In PATCHv5[2], we took the following DT binding where multiple cell
properties seem to work ok.
smmu_a: iommu at xxxxxxxx {
#iommu-cells = <2>;
....
};
smmu_b: iommu at xxxxxxxx {
#iommu-cells = <3>;
....
};
device_a {
iommus = <&smmu_a param1 param2>,
<&smmu_b param1 param2 param3>;
};
This can describe the relation between a device and an iommu
independently. The number of params needed for each IOMMU can be
sepcified by #iommu-cells in its iommu entry.

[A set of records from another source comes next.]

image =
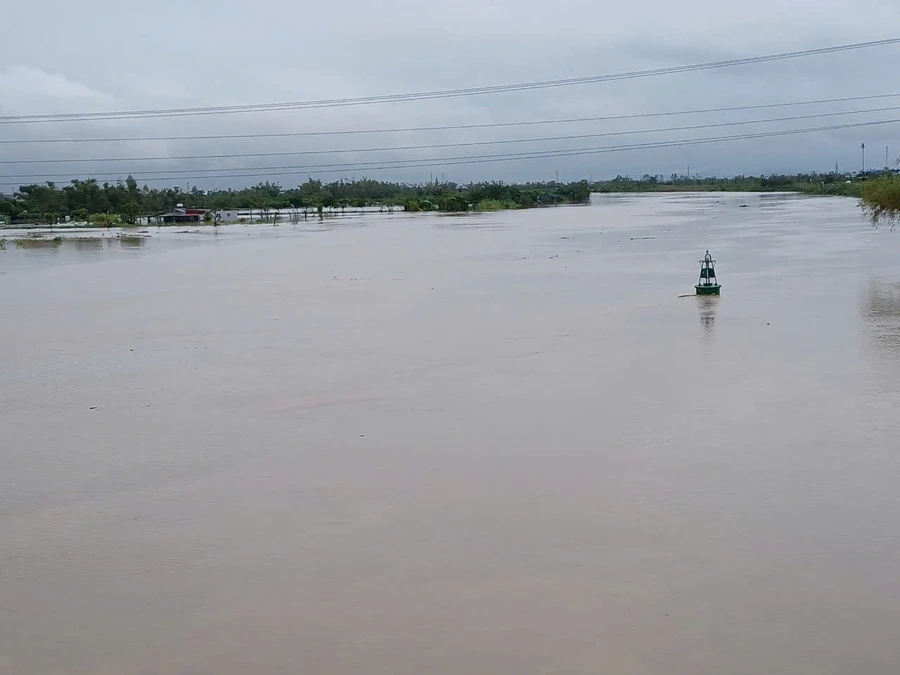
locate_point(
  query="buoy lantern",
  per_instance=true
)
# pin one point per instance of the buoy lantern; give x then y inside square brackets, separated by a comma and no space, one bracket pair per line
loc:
[708,284]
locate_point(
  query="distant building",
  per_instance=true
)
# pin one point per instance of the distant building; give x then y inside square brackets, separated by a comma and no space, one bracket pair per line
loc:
[181,215]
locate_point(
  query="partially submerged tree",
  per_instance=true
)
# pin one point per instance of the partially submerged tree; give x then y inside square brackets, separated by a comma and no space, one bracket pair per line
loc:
[881,200]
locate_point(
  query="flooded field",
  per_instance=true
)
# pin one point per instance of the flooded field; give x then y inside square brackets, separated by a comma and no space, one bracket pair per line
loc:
[461,445]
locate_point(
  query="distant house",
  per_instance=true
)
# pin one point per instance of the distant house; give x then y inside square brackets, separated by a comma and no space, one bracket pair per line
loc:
[181,215]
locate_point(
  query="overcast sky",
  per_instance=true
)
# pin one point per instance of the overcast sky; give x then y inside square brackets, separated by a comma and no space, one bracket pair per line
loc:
[101,55]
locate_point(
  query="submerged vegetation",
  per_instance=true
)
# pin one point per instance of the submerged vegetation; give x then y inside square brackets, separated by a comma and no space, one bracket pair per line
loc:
[88,201]
[880,199]
[124,203]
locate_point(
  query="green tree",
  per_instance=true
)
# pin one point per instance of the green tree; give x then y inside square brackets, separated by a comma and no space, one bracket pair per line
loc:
[881,200]
[130,212]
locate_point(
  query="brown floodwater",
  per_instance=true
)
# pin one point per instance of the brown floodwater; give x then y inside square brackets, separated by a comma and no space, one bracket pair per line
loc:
[485,444]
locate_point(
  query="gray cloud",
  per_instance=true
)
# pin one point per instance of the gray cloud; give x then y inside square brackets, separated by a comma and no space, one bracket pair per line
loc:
[64,57]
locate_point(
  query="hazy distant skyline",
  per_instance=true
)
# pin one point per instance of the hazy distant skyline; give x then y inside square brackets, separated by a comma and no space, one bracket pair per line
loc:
[62,57]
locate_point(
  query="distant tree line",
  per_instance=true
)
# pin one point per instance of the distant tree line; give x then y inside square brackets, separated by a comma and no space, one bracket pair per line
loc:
[809,183]
[84,200]
[106,203]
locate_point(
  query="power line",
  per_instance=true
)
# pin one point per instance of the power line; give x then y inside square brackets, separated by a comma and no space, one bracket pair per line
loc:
[446,93]
[481,159]
[434,146]
[451,127]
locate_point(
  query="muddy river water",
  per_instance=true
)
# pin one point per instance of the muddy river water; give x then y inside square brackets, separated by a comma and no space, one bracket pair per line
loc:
[462,445]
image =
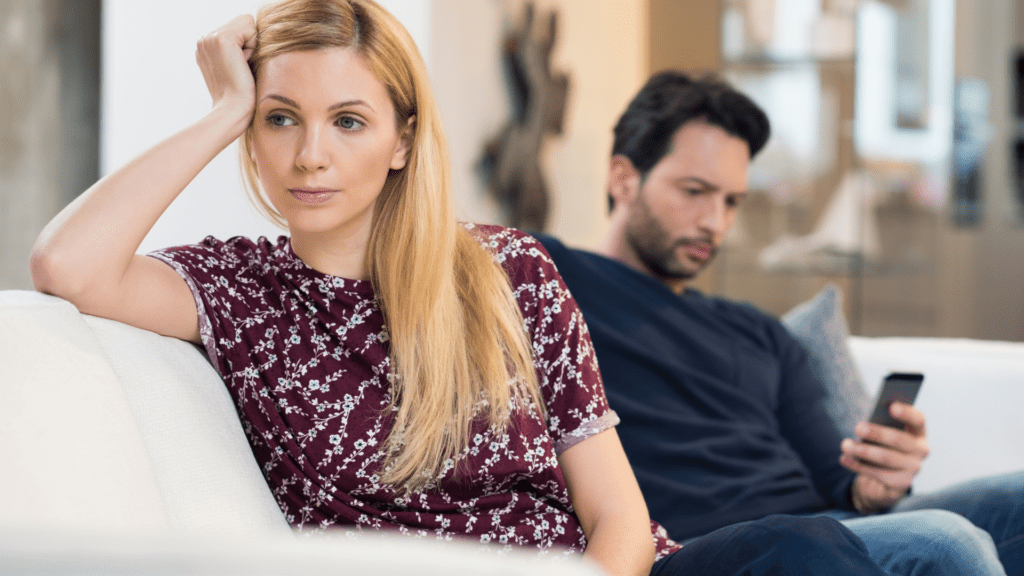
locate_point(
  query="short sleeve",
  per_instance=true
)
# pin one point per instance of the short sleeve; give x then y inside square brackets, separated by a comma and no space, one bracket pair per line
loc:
[214,271]
[563,355]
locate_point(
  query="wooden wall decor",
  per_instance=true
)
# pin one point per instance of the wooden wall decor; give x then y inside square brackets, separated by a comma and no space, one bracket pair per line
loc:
[511,160]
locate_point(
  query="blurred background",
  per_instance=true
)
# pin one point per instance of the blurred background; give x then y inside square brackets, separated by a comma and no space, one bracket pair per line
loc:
[895,169]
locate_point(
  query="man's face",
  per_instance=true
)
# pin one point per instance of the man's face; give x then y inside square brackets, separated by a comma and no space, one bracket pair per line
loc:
[682,210]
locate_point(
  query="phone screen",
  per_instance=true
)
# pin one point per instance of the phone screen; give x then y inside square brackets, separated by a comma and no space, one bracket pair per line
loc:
[898,386]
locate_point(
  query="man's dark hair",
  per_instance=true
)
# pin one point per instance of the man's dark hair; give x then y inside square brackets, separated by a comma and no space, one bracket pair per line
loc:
[672,98]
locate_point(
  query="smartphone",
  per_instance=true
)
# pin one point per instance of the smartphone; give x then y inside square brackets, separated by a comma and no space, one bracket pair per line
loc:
[898,386]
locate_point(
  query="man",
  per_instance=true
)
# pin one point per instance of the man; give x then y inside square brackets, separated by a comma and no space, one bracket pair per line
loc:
[721,416]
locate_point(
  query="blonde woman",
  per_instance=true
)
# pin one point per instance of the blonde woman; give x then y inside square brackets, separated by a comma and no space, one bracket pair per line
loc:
[377,354]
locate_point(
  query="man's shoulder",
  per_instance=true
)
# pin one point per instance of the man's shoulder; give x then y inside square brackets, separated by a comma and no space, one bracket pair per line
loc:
[741,315]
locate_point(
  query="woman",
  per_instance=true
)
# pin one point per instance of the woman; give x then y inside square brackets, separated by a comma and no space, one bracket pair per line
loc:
[376,354]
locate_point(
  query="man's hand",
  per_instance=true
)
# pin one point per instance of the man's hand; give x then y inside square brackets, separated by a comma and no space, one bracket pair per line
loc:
[886,459]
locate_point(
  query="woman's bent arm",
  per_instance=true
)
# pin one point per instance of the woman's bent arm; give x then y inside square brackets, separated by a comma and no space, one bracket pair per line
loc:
[609,505]
[87,253]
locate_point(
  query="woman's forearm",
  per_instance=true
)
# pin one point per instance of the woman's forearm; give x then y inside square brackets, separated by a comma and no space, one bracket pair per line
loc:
[622,547]
[88,246]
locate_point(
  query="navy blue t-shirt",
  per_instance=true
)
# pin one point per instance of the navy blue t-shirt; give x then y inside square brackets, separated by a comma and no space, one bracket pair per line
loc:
[721,416]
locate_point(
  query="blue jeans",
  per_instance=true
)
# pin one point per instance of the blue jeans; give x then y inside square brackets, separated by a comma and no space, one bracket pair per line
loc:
[776,545]
[974,528]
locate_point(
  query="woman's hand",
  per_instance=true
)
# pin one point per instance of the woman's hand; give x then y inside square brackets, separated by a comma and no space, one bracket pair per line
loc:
[223,57]
[609,505]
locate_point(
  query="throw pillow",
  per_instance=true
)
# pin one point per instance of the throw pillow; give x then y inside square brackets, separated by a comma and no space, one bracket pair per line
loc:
[819,325]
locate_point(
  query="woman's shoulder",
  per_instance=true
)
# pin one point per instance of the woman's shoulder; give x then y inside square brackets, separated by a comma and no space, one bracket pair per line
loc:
[519,253]
[238,249]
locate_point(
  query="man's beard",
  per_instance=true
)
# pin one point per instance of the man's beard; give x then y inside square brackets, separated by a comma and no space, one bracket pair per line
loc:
[656,251]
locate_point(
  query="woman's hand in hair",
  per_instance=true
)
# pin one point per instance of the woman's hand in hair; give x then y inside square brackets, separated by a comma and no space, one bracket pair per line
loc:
[222,55]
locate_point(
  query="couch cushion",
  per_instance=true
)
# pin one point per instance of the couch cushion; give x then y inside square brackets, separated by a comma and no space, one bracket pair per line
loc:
[71,455]
[206,471]
[819,325]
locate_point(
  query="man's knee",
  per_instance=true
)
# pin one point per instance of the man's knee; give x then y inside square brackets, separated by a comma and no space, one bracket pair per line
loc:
[942,531]
[806,534]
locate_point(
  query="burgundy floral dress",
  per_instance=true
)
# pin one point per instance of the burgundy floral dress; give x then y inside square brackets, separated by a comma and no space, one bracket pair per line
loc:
[305,357]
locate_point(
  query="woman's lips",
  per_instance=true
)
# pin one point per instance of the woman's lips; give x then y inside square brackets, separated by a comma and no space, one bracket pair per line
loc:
[312,196]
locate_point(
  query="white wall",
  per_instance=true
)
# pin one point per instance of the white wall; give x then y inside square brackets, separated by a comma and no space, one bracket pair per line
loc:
[152,88]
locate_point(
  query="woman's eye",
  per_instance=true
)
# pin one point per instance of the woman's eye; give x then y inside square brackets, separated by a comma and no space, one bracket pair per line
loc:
[349,123]
[280,120]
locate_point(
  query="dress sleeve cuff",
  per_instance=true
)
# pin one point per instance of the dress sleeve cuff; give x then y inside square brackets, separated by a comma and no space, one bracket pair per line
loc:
[205,326]
[587,429]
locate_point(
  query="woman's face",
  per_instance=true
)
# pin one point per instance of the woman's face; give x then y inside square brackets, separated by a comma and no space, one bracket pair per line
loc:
[324,138]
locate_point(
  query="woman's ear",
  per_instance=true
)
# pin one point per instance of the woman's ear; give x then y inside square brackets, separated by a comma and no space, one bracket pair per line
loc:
[624,179]
[400,156]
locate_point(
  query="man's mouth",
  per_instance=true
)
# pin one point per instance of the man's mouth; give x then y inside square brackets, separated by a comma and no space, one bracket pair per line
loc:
[698,250]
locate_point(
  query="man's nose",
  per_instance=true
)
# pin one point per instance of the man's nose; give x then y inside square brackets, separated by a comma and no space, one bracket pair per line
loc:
[714,217]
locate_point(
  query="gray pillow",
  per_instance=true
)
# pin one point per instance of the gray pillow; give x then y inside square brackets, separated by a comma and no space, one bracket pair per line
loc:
[819,325]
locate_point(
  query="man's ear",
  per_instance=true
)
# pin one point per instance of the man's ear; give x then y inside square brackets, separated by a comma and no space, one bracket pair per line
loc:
[400,156]
[624,179]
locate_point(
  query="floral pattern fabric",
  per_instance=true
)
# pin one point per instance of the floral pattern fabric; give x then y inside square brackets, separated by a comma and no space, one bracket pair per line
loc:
[305,358]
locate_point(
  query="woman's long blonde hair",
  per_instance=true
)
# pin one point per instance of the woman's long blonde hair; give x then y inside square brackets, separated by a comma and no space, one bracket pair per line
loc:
[457,335]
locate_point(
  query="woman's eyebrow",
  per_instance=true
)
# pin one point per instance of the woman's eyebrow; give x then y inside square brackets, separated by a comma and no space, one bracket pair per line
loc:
[334,107]
[281,98]
[348,104]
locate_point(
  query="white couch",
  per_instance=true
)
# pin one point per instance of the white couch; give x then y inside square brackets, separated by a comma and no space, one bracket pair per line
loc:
[121,453]
[120,446]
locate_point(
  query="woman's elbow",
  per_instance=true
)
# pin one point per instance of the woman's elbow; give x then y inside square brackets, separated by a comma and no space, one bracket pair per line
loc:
[53,273]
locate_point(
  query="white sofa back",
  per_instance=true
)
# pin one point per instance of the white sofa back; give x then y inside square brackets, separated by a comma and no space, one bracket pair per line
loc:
[104,425]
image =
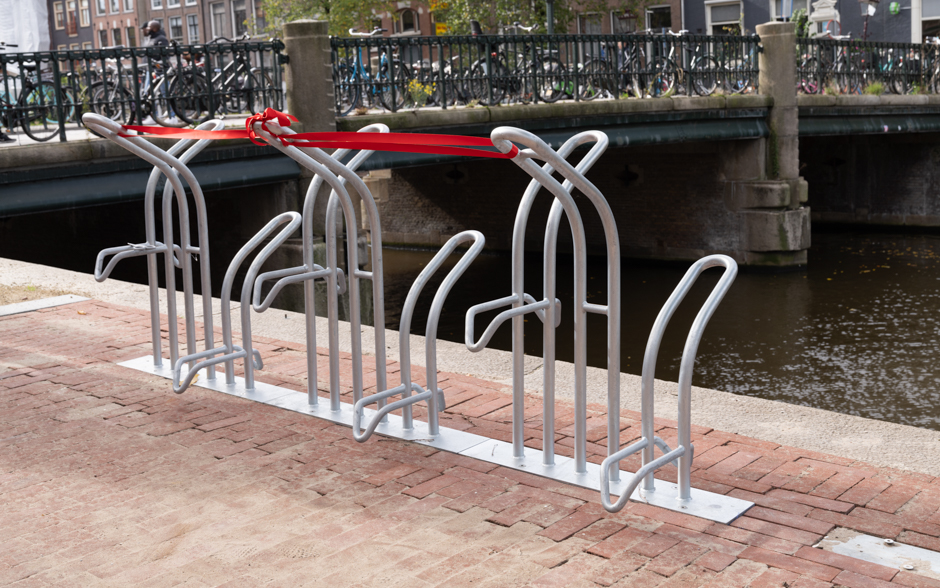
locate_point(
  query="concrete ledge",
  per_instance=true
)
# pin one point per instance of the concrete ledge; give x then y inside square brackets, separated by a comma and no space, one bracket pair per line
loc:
[822,100]
[434,117]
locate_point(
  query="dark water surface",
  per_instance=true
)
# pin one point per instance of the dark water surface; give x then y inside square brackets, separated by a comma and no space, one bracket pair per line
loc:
[855,332]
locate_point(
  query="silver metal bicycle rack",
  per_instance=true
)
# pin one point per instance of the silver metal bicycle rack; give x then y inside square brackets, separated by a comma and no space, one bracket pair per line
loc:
[433,395]
[549,308]
[330,169]
[167,164]
[542,163]
[683,454]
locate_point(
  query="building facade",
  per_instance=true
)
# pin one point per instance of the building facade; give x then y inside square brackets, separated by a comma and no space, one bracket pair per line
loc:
[70,24]
[115,22]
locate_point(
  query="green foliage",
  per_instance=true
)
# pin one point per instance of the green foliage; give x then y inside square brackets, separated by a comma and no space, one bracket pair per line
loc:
[802,22]
[493,15]
[341,14]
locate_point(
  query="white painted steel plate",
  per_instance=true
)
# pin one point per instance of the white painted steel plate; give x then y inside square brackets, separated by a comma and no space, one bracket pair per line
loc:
[706,505]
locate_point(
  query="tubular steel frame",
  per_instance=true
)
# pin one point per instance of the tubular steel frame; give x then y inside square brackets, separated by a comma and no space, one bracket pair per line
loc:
[541,162]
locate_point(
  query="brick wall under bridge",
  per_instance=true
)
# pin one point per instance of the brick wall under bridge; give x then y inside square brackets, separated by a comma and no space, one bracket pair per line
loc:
[675,201]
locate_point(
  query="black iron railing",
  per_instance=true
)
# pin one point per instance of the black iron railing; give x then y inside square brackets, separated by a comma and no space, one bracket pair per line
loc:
[412,72]
[852,66]
[45,92]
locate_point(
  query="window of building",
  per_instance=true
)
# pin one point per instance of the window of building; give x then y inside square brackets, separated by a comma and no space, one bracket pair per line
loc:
[71,17]
[659,18]
[622,22]
[239,17]
[192,27]
[58,11]
[218,19]
[591,24]
[406,22]
[930,19]
[84,12]
[723,18]
[176,28]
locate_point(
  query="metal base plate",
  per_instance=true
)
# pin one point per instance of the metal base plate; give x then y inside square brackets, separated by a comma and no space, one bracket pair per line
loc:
[707,505]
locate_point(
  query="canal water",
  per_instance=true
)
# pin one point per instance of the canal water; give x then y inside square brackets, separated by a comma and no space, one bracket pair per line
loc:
[855,332]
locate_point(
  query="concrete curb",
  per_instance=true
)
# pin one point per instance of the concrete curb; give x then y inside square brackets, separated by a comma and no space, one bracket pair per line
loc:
[875,442]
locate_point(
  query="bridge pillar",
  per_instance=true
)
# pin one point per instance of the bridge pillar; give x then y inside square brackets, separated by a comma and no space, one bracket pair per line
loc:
[776,228]
[309,74]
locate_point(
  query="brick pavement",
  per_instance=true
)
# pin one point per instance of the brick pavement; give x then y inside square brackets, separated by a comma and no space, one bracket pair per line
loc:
[107,478]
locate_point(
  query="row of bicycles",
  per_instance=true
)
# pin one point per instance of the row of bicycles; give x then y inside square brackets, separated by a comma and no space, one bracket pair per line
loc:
[841,65]
[172,86]
[372,71]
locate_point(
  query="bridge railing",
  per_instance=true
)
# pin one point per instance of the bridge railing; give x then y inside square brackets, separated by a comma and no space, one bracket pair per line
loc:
[395,73]
[44,93]
[852,66]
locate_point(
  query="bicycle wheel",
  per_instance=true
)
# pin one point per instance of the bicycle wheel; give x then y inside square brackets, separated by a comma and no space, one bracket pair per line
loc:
[479,86]
[187,95]
[662,77]
[39,116]
[594,79]
[347,97]
[111,101]
[552,80]
[397,98]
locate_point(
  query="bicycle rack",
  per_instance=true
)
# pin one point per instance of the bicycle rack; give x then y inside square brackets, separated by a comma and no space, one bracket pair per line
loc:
[329,168]
[434,396]
[683,454]
[166,163]
[548,309]
[541,162]
[230,352]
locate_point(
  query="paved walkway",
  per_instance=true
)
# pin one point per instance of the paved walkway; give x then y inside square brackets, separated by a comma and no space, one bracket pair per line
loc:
[107,478]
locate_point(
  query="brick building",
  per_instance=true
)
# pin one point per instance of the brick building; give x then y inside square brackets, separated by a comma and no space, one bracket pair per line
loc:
[70,24]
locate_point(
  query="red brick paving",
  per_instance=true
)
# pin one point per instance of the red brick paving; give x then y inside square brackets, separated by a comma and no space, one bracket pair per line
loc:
[108,478]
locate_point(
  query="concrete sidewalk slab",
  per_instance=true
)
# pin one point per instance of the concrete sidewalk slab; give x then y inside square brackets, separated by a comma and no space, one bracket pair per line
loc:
[107,478]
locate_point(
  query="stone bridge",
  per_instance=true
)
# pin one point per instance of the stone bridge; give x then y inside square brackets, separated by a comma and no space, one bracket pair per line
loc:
[740,175]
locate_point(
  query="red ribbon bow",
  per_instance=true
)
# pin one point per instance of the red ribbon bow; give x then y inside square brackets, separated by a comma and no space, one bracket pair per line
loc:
[282,119]
[400,142]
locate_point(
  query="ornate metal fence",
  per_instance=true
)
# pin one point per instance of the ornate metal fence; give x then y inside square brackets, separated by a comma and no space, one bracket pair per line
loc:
[852,66]
[177,85]
[393,73]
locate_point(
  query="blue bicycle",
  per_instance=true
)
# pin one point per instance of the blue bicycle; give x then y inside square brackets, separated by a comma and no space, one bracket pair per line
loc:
[357,86]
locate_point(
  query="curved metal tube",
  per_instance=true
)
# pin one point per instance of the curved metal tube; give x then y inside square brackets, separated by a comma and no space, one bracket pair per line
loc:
[685,451]
[230,351]
[433,395]
[328,168]
[110,130]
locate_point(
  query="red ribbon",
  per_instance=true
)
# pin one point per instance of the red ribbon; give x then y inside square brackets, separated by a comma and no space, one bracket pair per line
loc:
[401,142]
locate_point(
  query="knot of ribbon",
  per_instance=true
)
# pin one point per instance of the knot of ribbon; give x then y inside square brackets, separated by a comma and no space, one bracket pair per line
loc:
[269,114]
[401,142]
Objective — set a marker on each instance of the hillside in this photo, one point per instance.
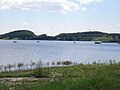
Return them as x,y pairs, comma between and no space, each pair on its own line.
89,36
79,36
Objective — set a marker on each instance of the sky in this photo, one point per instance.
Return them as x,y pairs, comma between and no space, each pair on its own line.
53,17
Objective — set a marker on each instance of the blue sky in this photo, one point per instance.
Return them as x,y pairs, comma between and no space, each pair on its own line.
60,16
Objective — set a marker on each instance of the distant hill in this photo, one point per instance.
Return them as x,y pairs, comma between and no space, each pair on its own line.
79,36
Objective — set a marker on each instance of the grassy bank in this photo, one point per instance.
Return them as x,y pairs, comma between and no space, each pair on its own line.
80,77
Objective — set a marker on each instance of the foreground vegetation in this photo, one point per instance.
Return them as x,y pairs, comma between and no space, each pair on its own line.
80,77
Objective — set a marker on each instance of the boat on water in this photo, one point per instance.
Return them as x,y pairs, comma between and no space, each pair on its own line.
98,42
14,41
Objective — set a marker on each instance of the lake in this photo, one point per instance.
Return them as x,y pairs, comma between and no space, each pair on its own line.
81,51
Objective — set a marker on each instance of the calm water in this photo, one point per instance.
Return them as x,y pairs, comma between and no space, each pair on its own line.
27,51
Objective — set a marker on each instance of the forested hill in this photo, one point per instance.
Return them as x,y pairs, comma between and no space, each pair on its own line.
19,34
89,36
79,36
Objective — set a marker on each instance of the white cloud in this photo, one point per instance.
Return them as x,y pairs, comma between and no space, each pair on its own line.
84,9
48,5
88,1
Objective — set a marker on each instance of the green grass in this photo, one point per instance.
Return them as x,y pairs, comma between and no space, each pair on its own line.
81,77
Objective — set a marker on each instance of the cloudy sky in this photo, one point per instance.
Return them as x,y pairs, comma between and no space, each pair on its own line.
60,16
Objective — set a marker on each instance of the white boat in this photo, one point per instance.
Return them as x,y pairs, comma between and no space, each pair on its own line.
98,42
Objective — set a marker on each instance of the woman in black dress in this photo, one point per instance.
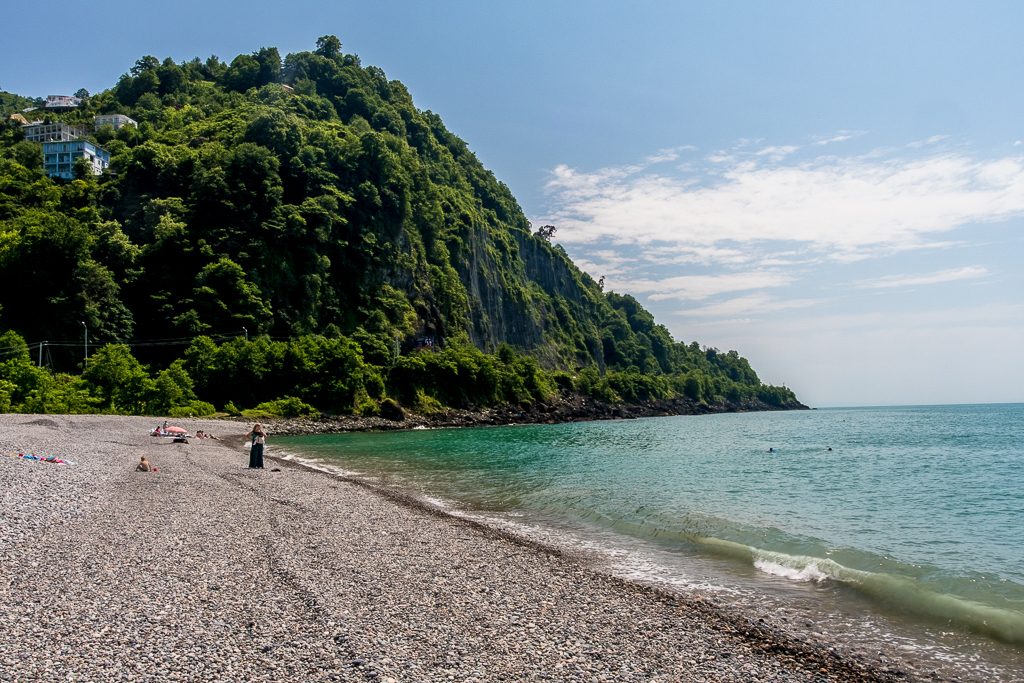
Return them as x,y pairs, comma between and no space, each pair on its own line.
256,450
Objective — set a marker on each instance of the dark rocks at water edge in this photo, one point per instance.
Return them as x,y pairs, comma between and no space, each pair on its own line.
577,409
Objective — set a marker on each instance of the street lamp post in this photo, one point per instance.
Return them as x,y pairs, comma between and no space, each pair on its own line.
86,328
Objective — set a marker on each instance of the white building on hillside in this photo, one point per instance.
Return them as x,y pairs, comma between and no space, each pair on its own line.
59,158
61,101
118,121
37,131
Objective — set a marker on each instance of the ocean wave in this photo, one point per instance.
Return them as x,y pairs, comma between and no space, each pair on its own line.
898,593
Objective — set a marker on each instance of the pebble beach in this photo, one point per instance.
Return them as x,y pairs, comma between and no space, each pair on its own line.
207,570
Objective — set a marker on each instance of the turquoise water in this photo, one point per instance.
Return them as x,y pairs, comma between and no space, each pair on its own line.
916,513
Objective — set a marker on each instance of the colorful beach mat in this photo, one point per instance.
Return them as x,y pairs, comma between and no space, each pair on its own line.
41,458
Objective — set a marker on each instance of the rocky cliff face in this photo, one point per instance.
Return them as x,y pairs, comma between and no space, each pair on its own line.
524,292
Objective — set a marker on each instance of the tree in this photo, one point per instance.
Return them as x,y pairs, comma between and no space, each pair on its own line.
329,46
546,231
119,379
148,62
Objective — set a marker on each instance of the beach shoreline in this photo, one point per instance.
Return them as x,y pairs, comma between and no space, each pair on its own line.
299,574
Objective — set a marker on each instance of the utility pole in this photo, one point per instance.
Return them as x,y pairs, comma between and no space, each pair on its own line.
86,328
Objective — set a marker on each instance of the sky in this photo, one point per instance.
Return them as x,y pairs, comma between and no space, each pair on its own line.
835,189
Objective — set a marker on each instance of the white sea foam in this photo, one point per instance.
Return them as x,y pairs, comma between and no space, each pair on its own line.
809,572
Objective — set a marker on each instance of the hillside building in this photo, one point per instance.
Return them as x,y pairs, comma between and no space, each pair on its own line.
61,102
37,131
117,121
59,158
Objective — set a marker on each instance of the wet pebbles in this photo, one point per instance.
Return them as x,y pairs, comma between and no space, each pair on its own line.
209,571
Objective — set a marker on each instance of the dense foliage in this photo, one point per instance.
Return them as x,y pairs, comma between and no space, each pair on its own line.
294,232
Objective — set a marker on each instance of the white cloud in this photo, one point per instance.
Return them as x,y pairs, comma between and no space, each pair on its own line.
752,304
952,274
846,208
694,288
777,152
928,140
841,136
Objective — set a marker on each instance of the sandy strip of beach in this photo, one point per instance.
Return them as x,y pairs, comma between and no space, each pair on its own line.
210,571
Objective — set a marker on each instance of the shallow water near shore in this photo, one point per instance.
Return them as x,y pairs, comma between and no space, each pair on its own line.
881,527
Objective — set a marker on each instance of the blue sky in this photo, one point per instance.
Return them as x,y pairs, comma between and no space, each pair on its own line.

device_a <-> smmu_a, needs 2 params for a device
device_a <-> smmu_b, needs 3 params for a device
For example, "smmu_a" can be an bus level global IOMMU where all child
devices can be an master of "smmu_a", and "smmu_b" is a local IOMMU
only for "device_a".
"memory controller"---"smmu_a"---bus--+--"smmu_b"--"device_a"
|
|
+--"device_b"
> >> I think that Will Deacon can do better than I.
> >
> > I already commented briefly here:
> >
> > http://www.spinics.net/lists/devicetree/msg11513.html
> >
> > basically deferring to DT people :)
> >
> > Anyway, I'm happy to tighten up the IOMMU requirement description but
> > *not* at the expense of breaking what we currently have for the ARM SMMU,
> > which is being used by Calxeda.
> >
> > Adding Andreas and Rob for input on potential binding additions to the SMMU.
>
> The above proposal would be an incompatible change. However, I think we
> could still deal with a change in this binding at this stage.
>
> One way approach to handle this without changing the binding would be to
> scan the DT for all iommu's up front and create a list of all nodes and
> their iommu parent. The fact that the hierarchy is described in a way
> that doesn't fit Linux well is really a Linux implementation detail.
I may need some implementation to understand this further.
> If changing the binding, a simple approach would be to allow
> 'smmu-parent' to be a bus and/or device property and not just for
> chained iommu's. This could be a global or bus property that is
> inherited. Like interrupt-parent, you would have to deal with the parent
> being itself. Also, perhaps iommu-parent would be a better name. In any
> case, I'd like to see this all be a generic iommu binding.
I guess that this would work.
One concern to this may be that there might be the case where IOMMU
hierarchy doesn't always follow the bus's one, I guess. I'm not so
sure if it's an good example, but, platform_bus itself doesn't follow
the actual bus hierarchy at all. But if we start to describe the bus
hierarchy(adding a specific bus) we'll loose the benefit of
platform_bus, where we can share almost all devices in a single
driver.
OTOH, do you see any limitations of point-to-point connections between
a device and IOMMUs, described in the above "device_a" and "smmu_[a|b]"?